How business owner would go about clearing their shareholder loan, is by declaring all of the money that they have taken out of the corporation as personal taxes. Once they declare how much money they have taken of the corporation and pay personal taxes on it, Edmonton bookkeeping says that resets the shareholders loan balance back to zero. It’s extremely important that an extremely good record is being kept of all of the money that business owners are taking of their business.

Great way that business owners can keep track of this, is by setting up a bank account with the sole purpose of the bank account will be for the business owner to take their salary and personal dividend draws out of their corporation. What this does is limit the number of transactions that are being done in this bank account, which can help business owners and their comes in a number of ways. The first way says Edmonton bookkeeping is that it is easy to see all of the various transactions in the account, so a business owner can see exactly how much money they are taking part of the corporation on a regular basis. Since there should only be one or two draws every single month, it can be extremely easy to track. This also very helpful in figuring out if they have been any errors, since there are so few transactions in the account, errors will stick out very easily and will help accountants figure out what happened.

Average Canadians pay 43% of their income in taxes says Edmonton bookkeeping. And only 37% of the remaining income goes towards their basic necessities. Business owners who are not sure how their shareholder loan account works, or don’t think it’s important, and that being much higher personal tax, or even get hit with personal tax assessments due to not utilizing this correctly. Business owners should understand how to take money out of their business, not only to maximize their personal tax savings, but also to avoid paying tax penalties later on down the road.

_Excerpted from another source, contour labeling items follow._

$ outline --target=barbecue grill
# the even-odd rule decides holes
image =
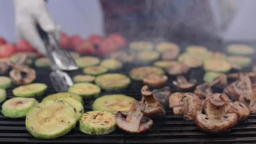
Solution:
[[[190,43],[179,43],[181,50]],[[210,48],[214,50],[224,50],[227,43],[208,43],[205,44]],[[248,44],[256,46],[255,43]],[[253,63],[256,61],[254,59]],[[133,67],[140,67],[149,64],[125,64],[125,67],[121,69],[110,72],[120,72],[128,75],[130,70]],[[40,101],[45,96],[56,93],[49,79],[50,69],[34,67],[37,72],[37,78],[35,82],[45,83],[48,86],[47,92],[43,96],[35,98]],[[243,71],[248,71],[251,68],[248,67]],[[82,73],[82,71],[77,70],[69,72],[73,77]],[[187,77],[195,78],[197,80],[197,84],[203,83],[203,76],[204,71],[202,68],[193,69],[190,70]],[[7,75],[7,74],[6,74]],[[171,88],[172,93],[175,91],[172,81],[175,78],[169,77],[168,86]],[[230,83],[231,82],[229,82]],[[141,82],[132,81],[127,88],[119,91],[103,91],[101,96],[107,94],[122,93],[140,100],[141,96],[141,88],[143,86]],[[12,90],[17,86],[13,85],[7,90],[7,99],[13,97]],[[214,92],[220,92],[221,89],[214,88]],[[94,99],[84,100],[85,112],[92,110],[91,105]],[[2,104],[1,104],[2,106]],[[208,134],[201,132],[196,127],[194,121],[184,120],[182,116],[174,115],[172,110],[168,107],[165,109],[166,115],[163,117],[154,120],[153,128],[146,133],[133,135],[125,133],[119,129],[108,134],[94,136],[85,134],[81,132],[77,125],[70,132],[60,138],[53,139],[41,139],[34,138],[27,131],[25,125],[25,118],[11,119],[0,115],[0,142],[8,143],[86,143],[86,144],[144,144],[161,143],[256,143],[256,115],[250,115],[248,118],[234,127],[232,131],[218,134]]]

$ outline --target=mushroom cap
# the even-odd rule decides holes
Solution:
[[[183,93],[176,92],[170,96],[169,97],[169,107],[174,108],[183,105],[182,96]]]
[[[183,76],[178,76],[176,79],[177,81],[173,81],[173,83],[178,90],[183,91],[190,91],[194,88],[197,82],[195,79],[189,80],[188,82]]]
[[[142,80],[143,83],[151,86],[159,86],[164,85],[168,80],[168,77],[165,75],[150,74]]]
[[[143,117],[145,104],[134,101],[128,113],[118,111],[116,116],[117,126],[121,129],[131,133],[140,133],[150,129],[153,121]]]
[[[185,93],[182,96],[183,118],[193,120],[198,111],[202,112],[202,102],[199,97],[192,93]]]

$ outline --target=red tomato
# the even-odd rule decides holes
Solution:
[[[59,41],[60,46],[64,49],[67,50],[72,48],[72,42],[71,39],[66,33],[61,33],[61,39]]]
[[[127,44],[126,40],[120,34],[112,34],[109,35],[109,37],[112,39],[120,48],[123,48],[126,46]]]
[[[35,51],[36,50],[27,41],[20,40],[16,45],[18,51]]]
[[[0,47],[0,57],[8,57],[16,52],[16,48],[12,44],[5,44]]]
[[[92,35],[87,37],[86,41],[90,42],[93,44],[99,44],[103,40],[102,37],[99,35]]]
[[[76,49],[76,51],[80,54],[95,54],[93,45],[89,42],[85,41],[80,47]]]
[[[71,37],[71,41],[72,46],[75,48],[80,46],[83,43],[82,37],[78,35],[74,35]]]
[[[6,43],[6,41],[4,38],[0,37],[0,45],[5,44]]]

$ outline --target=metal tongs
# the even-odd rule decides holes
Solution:
[[[58,92],[67,92],[73,83],[70,77],[61,70],[75,70],[77,69],[78,67],[69,53],[61,49],[53,34],[46,33],[39,27],[38,30],[45,43],[47,55],[51,62],[53,71],[50,74],[50,79],[53,86]],[[50,43],[50,40],[54,42],[53,45]],[[53,47],[55,49],[53,49]]]

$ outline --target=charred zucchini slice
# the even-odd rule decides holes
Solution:
[[[204,61],[203,67],[206,71],[226,72],[231,69],[231,65],[226,60],[211,59]]]
[[[85,68],[83,70],[85,74],[99,75],[107,72],[107,69],[101,66],[90,66]]]
[[[97,98],[93,104],[93,110],[108,111],[115,115],[119,111],[128,112],[135,99],[123,94],[104,95]]]
[[[91,111],[85,113],[79,121],[79,129],[90,135],[110,133],[116,128],[115,115],[105,111]]]
[[[96,97],[101,93],[101,89],[98,85],[86,83],[75,84],[68,89],[68,92],[77,94],[86,98]]]
[[[76,59],[77,64],[81,68],[96,65],[99,63],[100,59],[93,56],[83,56]]]
[[[43,101],[28,111],[26,127],[36,138],[57,138],[67,133],[75,126],[75,111],[65,101]]]
[[[155,67],[144,67],[133,68],[129,73],[130,76],[134,80],[141,81],[149,74],[164,75],[161,68]]]
[[[94,81],[95,76],[91,75],[77,75],[74,77],[74,83],[92,83]]]
[[[134,41],[131,43],[129,46],[131,51],[135,52],[152,51],[154,48],[152,43],[146,41]]]
[[[158,59],[160,54],[155,51],[142,51],[139,53],[137,56],[139,61],[150,62]]]
[[[251,58],[242,56],[232,56],[228,57],[228,59],[231,63],[234,63],[241,67],[246,67],[251,64]]]
[[[115,70],[121,68],[123,64],[120,61],[114,59],[107,59],[101,61],[101,66],[109,70]]]
[[[106,90],[125,88],[130,83],[131,80],[128,77],[117,73],[103,75],[97,77],[95,79],[95,83]]]
[[[203,64],[203,61],[197,56],[186,53],[181,55],[178,60],[190,67],[200,67]]]
[[[243,44],[232,44],[228,45],[227,52],[230,54],[251,55],[255,52],[254,48],[249,45]]]

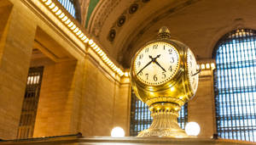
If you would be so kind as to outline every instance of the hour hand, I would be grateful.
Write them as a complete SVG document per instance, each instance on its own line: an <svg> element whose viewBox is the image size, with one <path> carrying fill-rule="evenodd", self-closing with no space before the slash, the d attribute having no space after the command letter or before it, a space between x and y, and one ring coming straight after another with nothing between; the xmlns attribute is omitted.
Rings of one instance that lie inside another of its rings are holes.
<svg viewBox="0 0 256 145"><path fill-rule="evenodd" d="M165 72L166 72L166 70L155 60L154 63L160 66Z"/></svg>
<svg viewBox="0 0 256 145"><path fill-rule="evenodd" d="M150 57L150 56L149 56ZM138 75L140 72L142 72L148 65L149 65L151 63L153 62L153 60L149 61L142 70L140 70L137 75Z"/></svg>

Taking many of the corporation should be done correctly, not by giving themselves paycheck says Edmonton bookkeeping, but by trying dividends out of their corporation. The business owners need to understand that every time they draw money of their corporation, this adds to show the loan account, which keeps a running total of all of the money the business owner has taken out of their business. The reason this account keeps track of all of the money that a business owner takes out, is because that is money that a business owner owes back into their corporation. However, business owners who are drawing a salary aren’t planning on paying that back, because that’s the money they’re using to live on. So they need to declare all of the money that they have taken out of their business in order to pay personal taxes on. All business owners who take dividends or salary out of their corporation must pay personal taxes on that amount in this way.

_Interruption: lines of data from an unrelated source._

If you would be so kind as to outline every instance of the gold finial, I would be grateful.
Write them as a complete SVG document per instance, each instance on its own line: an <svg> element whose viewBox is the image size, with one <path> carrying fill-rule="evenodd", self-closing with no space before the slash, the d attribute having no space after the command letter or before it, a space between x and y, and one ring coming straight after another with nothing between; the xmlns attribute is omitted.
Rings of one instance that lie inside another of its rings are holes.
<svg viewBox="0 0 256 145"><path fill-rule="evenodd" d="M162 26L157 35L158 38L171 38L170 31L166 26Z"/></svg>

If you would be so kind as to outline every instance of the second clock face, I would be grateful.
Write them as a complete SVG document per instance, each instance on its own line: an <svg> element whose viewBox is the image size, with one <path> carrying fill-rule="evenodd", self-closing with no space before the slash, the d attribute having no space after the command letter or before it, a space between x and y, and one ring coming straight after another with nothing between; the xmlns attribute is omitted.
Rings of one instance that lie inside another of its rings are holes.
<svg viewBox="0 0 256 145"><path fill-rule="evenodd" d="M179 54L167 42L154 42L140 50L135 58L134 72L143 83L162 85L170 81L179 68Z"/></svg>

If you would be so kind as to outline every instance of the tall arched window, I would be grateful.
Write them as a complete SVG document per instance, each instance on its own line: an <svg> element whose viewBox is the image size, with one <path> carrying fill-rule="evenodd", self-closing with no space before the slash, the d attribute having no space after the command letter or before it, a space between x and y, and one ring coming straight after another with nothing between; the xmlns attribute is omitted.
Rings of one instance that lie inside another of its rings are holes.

It’s extremely important that this is done in the appropriate time frame says Edmonton bookkeeping. Entrepreneurs have up to two years to declare personal taxes if they owed to the company. Since they are not allowed to owe their company for longer than two consecutive years, it’s important that they clear this balance before the end of the second year. Failure to do so, we can trigger CRA to automatically assess personal text to the entrepreneur at any given time and without warning. Depending how much time has passed since the last time the claim to personal taxes, this could be a significant amount of money.

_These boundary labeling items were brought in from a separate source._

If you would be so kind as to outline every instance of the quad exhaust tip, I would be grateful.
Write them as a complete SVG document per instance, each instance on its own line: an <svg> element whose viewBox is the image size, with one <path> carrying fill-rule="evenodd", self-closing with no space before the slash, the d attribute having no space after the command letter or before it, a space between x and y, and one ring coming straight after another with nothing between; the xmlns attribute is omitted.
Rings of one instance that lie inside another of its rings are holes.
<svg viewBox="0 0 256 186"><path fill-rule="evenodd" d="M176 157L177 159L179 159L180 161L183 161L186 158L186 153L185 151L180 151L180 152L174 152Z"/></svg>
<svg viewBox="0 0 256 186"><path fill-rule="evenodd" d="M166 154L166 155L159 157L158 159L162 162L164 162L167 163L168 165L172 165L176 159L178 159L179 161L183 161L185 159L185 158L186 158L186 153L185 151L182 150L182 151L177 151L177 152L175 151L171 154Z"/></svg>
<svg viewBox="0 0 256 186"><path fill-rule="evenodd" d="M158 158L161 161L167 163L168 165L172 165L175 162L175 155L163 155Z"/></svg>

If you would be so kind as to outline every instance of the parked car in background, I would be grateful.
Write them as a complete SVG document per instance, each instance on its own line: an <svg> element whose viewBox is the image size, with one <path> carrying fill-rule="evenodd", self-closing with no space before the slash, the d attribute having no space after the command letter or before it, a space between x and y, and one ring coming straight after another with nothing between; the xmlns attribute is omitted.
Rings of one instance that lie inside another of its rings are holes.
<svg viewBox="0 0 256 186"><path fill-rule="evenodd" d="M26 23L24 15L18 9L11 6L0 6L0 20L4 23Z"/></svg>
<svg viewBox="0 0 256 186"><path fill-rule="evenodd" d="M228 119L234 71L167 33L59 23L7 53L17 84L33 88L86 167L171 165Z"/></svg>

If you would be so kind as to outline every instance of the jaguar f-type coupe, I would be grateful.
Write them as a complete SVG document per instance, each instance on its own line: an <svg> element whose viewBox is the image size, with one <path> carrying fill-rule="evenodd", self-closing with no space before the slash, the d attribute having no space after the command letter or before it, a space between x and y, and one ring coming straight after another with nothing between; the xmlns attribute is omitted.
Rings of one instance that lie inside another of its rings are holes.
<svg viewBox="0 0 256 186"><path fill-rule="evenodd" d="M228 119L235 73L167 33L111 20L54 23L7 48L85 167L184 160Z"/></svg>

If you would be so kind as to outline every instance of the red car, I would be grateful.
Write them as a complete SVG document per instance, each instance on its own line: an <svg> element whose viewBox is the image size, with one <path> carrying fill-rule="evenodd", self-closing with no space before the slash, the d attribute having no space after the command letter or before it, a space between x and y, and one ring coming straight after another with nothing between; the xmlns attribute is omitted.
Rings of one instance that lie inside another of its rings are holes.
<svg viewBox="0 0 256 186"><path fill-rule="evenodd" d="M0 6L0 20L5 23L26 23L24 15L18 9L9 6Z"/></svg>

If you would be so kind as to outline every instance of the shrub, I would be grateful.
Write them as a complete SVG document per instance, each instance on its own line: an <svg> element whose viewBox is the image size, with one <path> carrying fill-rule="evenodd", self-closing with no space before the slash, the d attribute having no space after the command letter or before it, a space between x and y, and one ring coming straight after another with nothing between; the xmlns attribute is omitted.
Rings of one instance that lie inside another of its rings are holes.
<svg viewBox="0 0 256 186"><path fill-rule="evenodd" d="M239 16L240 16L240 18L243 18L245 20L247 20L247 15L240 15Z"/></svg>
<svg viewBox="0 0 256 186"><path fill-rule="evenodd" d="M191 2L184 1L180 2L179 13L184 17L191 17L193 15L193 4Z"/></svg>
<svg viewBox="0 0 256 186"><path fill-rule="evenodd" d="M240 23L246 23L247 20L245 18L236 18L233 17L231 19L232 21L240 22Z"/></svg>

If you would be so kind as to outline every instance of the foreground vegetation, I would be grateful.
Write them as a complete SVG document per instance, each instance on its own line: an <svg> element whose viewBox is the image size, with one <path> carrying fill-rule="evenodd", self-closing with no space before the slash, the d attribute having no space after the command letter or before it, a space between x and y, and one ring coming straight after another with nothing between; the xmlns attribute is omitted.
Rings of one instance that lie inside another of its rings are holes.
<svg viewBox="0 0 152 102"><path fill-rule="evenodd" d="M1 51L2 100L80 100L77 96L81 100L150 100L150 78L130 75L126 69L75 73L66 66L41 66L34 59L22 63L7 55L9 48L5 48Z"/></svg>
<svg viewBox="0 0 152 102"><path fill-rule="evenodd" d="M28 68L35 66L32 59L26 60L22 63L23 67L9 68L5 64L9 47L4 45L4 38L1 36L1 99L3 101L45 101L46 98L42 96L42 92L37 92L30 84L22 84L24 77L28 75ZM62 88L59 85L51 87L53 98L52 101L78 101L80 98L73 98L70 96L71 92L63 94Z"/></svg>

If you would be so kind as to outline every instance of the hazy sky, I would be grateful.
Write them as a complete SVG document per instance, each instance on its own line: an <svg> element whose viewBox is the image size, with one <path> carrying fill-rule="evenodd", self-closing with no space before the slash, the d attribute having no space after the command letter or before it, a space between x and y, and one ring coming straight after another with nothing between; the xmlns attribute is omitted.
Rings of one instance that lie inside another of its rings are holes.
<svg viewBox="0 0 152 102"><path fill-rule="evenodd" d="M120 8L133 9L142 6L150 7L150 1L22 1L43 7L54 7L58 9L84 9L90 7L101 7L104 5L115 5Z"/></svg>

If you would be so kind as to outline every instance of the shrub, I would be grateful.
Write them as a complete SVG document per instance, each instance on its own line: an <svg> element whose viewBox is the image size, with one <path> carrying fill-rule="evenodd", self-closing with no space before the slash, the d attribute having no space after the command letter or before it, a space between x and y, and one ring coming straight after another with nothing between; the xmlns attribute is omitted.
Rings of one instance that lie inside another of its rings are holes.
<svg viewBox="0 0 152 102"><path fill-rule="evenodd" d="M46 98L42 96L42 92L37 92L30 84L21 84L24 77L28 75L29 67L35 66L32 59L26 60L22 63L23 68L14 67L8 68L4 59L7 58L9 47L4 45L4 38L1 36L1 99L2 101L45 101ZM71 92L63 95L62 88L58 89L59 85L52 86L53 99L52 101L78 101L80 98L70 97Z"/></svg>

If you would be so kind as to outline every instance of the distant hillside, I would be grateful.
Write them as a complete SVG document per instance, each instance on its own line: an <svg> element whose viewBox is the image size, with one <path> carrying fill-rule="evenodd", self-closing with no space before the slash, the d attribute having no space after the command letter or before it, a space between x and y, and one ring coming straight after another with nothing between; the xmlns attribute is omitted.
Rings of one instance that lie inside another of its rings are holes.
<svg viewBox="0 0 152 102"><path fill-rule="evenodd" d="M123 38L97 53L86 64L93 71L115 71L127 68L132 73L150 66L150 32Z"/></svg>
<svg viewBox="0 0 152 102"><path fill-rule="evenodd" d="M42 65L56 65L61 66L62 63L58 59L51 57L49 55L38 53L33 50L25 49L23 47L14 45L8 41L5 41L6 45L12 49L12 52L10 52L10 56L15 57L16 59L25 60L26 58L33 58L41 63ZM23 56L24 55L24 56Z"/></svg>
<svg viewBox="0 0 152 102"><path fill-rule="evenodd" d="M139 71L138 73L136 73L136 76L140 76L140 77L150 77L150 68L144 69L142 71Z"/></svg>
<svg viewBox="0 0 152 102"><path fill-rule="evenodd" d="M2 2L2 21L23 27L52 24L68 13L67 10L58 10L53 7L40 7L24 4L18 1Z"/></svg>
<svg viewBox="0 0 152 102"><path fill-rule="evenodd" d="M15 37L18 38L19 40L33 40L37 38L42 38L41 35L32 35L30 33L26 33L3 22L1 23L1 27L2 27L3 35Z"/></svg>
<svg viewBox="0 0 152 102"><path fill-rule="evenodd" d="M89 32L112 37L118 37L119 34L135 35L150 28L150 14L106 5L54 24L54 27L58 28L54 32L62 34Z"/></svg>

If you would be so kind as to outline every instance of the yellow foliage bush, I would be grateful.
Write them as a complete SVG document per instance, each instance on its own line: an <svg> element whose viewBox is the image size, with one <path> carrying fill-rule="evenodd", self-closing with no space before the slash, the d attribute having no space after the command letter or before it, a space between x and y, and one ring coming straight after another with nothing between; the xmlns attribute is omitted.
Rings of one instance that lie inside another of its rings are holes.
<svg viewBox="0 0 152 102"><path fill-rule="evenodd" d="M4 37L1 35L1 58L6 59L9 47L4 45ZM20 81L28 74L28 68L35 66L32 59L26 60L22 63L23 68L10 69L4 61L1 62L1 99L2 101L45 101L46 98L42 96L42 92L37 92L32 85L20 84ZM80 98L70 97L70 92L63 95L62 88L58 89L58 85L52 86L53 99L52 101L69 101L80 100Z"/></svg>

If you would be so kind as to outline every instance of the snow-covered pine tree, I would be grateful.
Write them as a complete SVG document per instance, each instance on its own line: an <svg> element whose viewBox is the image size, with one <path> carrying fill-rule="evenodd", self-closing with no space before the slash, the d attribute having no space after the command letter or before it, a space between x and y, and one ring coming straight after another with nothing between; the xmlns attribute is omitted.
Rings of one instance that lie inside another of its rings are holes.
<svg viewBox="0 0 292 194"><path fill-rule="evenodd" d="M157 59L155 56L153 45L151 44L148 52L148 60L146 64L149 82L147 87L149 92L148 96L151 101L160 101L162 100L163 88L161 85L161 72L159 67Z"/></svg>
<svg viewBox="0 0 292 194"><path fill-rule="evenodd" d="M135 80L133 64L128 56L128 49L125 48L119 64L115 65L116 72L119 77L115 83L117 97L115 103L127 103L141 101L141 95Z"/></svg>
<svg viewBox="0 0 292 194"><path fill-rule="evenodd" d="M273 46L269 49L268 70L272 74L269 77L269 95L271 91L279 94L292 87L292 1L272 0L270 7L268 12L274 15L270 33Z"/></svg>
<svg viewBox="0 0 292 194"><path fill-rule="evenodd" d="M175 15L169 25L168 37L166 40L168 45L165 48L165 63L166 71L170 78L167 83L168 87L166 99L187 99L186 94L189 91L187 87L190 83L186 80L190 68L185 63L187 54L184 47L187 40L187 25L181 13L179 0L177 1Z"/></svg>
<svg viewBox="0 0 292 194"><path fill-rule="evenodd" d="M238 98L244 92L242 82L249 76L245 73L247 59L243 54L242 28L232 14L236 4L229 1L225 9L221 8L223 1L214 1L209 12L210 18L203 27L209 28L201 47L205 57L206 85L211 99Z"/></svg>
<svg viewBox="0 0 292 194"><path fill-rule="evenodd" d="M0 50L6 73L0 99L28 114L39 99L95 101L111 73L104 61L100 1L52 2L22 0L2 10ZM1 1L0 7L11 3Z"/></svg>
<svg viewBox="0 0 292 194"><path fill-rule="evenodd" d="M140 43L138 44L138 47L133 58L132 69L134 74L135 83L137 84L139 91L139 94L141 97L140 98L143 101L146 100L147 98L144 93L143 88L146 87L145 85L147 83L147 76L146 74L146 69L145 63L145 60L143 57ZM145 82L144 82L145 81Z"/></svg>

Business owners should use this information and knowledge of shareholders loans to plan in advance with their accountant how they’re going to take money out of their business in order to effectively tax plan. By planning how they’re going to take money out of the business, can help them avoid paying the significant amounts of taxes. This is something that a business owner should be able to talk about with their accountant says Edmonton bookkeeping.

This way, entrepreneurs can understand how to take money out of their corporation properly as well as pay taxes accordingly, and avoid paying penalties. It’s not difficult to do, and when they do it, can make a huge difference to their business. We wish you and your business all of the luck in the world.